Statistics Of Loeb’s “Observed Changes In Top-Of-The-Atmosphere Radiation And Upper-Ocean Heating Consistent Within Uncertainty”

The paper is “Observed changes in top-of-the-atmosphere radiation and upper-ocean heating consistent within uncertainty” by Norman Loeb and others in the journal Nature Geoscience. I’m pressed for time, so for background on this paper, surf to Roger Pielke Senior’s place.

From the abstract:

We combine satellite data with ocean measurements to depths of 1,800 m, and show that between January 2001 and December 2010, Earth has been steadily accumulating energy at a rate of 0.50 +/- 0.43 Wm-2 (uncertainties at the 90% confidence level). We conclude that energy storage is continuing to increase in the sub-surface ocean.

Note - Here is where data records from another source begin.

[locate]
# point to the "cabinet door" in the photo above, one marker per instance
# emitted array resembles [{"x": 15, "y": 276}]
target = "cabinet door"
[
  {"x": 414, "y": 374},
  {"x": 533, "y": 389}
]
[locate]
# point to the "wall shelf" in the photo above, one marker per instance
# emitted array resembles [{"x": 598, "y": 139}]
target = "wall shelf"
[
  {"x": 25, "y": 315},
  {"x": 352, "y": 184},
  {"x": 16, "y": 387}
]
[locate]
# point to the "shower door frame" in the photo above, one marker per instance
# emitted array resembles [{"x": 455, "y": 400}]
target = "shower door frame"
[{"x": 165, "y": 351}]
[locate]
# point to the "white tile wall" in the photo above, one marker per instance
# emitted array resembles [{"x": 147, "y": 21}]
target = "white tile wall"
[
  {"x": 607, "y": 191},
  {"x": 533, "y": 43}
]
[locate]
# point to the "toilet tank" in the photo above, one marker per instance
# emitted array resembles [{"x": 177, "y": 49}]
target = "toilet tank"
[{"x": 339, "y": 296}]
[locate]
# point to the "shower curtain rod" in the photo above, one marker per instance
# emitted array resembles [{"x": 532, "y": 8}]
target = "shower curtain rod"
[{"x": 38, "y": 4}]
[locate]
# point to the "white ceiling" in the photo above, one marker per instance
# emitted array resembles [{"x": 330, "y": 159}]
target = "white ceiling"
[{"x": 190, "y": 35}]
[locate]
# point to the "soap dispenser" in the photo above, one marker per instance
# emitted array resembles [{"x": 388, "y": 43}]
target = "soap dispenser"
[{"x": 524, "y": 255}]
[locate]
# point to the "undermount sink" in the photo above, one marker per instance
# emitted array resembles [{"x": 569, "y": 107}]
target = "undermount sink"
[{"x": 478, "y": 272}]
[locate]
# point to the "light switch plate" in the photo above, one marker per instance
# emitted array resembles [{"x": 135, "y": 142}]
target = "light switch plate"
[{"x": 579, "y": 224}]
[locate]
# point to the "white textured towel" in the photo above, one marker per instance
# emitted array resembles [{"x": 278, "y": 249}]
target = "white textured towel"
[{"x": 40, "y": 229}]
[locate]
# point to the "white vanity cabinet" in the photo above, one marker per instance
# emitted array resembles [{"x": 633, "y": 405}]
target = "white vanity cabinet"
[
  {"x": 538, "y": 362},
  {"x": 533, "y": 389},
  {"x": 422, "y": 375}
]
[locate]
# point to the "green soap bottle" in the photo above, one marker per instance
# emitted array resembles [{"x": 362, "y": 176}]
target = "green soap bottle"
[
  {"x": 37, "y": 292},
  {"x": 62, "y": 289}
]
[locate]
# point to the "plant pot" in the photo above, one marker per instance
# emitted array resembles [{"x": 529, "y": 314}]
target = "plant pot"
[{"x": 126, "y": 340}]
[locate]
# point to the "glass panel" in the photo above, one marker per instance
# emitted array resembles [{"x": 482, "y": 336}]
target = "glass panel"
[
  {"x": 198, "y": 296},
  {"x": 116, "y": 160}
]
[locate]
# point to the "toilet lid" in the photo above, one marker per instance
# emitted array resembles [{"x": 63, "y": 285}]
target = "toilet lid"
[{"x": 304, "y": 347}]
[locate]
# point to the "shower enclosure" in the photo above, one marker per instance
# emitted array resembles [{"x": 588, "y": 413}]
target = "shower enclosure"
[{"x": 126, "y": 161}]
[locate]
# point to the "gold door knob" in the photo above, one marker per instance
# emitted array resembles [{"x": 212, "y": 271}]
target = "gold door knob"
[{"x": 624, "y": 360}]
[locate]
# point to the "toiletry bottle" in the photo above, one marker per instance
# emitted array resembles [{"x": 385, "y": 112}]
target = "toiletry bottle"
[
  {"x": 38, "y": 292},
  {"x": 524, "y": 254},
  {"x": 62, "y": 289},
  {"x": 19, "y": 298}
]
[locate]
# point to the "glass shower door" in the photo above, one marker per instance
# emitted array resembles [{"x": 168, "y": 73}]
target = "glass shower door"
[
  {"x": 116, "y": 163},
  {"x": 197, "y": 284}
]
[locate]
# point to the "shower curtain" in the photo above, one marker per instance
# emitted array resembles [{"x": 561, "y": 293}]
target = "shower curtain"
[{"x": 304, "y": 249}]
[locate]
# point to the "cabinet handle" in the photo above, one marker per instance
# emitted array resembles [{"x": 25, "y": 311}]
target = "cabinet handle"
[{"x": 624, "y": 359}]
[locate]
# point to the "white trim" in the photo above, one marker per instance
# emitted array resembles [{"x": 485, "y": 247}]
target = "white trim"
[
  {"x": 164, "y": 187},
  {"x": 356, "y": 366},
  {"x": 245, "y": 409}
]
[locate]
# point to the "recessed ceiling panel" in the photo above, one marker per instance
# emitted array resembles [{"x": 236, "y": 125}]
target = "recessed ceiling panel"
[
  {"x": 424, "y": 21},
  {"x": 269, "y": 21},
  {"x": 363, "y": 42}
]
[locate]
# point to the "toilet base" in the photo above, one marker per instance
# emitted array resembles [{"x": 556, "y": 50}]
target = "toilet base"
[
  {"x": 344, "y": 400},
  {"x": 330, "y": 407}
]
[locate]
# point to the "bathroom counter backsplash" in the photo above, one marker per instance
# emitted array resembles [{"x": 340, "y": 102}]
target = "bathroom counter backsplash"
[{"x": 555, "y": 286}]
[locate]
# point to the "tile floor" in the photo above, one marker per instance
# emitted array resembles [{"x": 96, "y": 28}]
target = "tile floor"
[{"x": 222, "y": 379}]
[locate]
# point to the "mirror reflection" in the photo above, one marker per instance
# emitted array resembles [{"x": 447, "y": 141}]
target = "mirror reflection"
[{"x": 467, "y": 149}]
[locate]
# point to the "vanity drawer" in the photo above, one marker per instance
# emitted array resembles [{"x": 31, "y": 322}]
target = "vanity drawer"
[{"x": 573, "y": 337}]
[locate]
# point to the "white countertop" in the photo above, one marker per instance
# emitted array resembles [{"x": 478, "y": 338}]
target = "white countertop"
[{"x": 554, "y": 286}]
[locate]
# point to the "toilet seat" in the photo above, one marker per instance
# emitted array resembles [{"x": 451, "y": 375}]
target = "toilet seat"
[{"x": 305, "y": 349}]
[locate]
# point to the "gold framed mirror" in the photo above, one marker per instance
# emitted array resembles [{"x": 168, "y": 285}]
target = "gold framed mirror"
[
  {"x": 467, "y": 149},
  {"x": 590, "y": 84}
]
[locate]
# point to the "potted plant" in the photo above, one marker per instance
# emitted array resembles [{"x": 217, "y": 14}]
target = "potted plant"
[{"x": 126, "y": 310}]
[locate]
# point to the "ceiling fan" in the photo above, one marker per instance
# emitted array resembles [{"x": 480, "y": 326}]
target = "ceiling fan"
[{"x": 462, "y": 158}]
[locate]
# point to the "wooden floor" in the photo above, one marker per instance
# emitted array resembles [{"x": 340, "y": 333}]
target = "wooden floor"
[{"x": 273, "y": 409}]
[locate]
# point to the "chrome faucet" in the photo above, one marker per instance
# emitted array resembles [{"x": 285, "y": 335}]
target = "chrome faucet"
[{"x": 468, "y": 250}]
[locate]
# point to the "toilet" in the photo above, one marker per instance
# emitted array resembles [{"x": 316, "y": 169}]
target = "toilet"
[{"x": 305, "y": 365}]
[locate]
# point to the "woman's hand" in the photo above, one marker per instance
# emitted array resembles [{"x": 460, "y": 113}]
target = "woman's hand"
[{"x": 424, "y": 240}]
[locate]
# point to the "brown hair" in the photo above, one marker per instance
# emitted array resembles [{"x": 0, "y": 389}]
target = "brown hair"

Most curiously, the authors choose the “90% confidence interval” instead of the usual 95%. Why? Skip the discussion of the meaninglessness of confidence intervals and interpret this interval in its Bayesian sense. Then this means that the coefficient of the regression associated with time is estimated at 0.5 W-2 with a 90% chance of being anywhere in the interval 0.07 to 0.93 Wm-2.

This is an unobservable coefficient in a model, mind. It is not an amount of “energy.” To get to the actual energy, we’d have to integrate out the uncertainty we have in the coefficients.

Anyway, the change from the usual certainty level also means—I’m estimating here—that the coefficient of the regression associated with time is estimated at 0.5 W-2 with a 95% chance of being anywhere in the interval -(some-number) to one-point-something Wm-2. In other words, the intervals have to be widened, and probably such that the lower portion of the interval is negative: it is almost certainly near 0. Like I say, I’m guessing, but with enough gusto to be willing to bet on this. Any takers?

We have to know about the regression. Details? The authors put details in tiny print and in a supplement. Here’s the small print (bolding mine):

Global annual mean net TOA fluxes for each calendar year from 2001 through 2010 are computed from CERES monthly regional mean values. In CERES_EBAF – TOA_Ed2.6r, the global annual mean values are adjusted such that the July 2005–June 2010 mean net TOA flux is 0.58 +/- 0.38 Wm-2 (uncertainties at the 90% confidence level). The uptake of heat by the Earth for this period is estimated from the sum of: (1) 0.47 +/- 0.38 Wm-2 from the slope of weighted linear least square fit to OHCA to a depth of 1,800 m analysed following ref. 26; (2) 0.07 +/- 0.05 Wm-2 from ocean heat storage at depths below 2,000 m using data from 1981 to 2010 (ref. 22), and (3) 0.04 +/- 0.02 Wm-2 from ice warming and melt, and atmospheric and lithospheric warming1,27 . After applying this adjustment, Earth’s energy imbalance for the period from January 2001 to December 2010 is 0.50 +/- 0.43 Wm-2 . The +/-0.43 Wm-2 uncertainty is determined by adding in quadrature each of the uncertainties listed above and a +/-0.2 Wm-2 contribution corresponding to the standard error (at the 90% confidence level) in the mean CERES net TOA flux for January 2001–December 2010. The one standard deviation uncertainty in CERES net TOA flux for individual years (Fig. 3) is 0.31 Wm-2 , determined by adding in quadrature the mean net TOA flux uncertainty and a random component from the root-mean-square difference between CERES Terra and CERES Aqua global annual mean net TOA flux values.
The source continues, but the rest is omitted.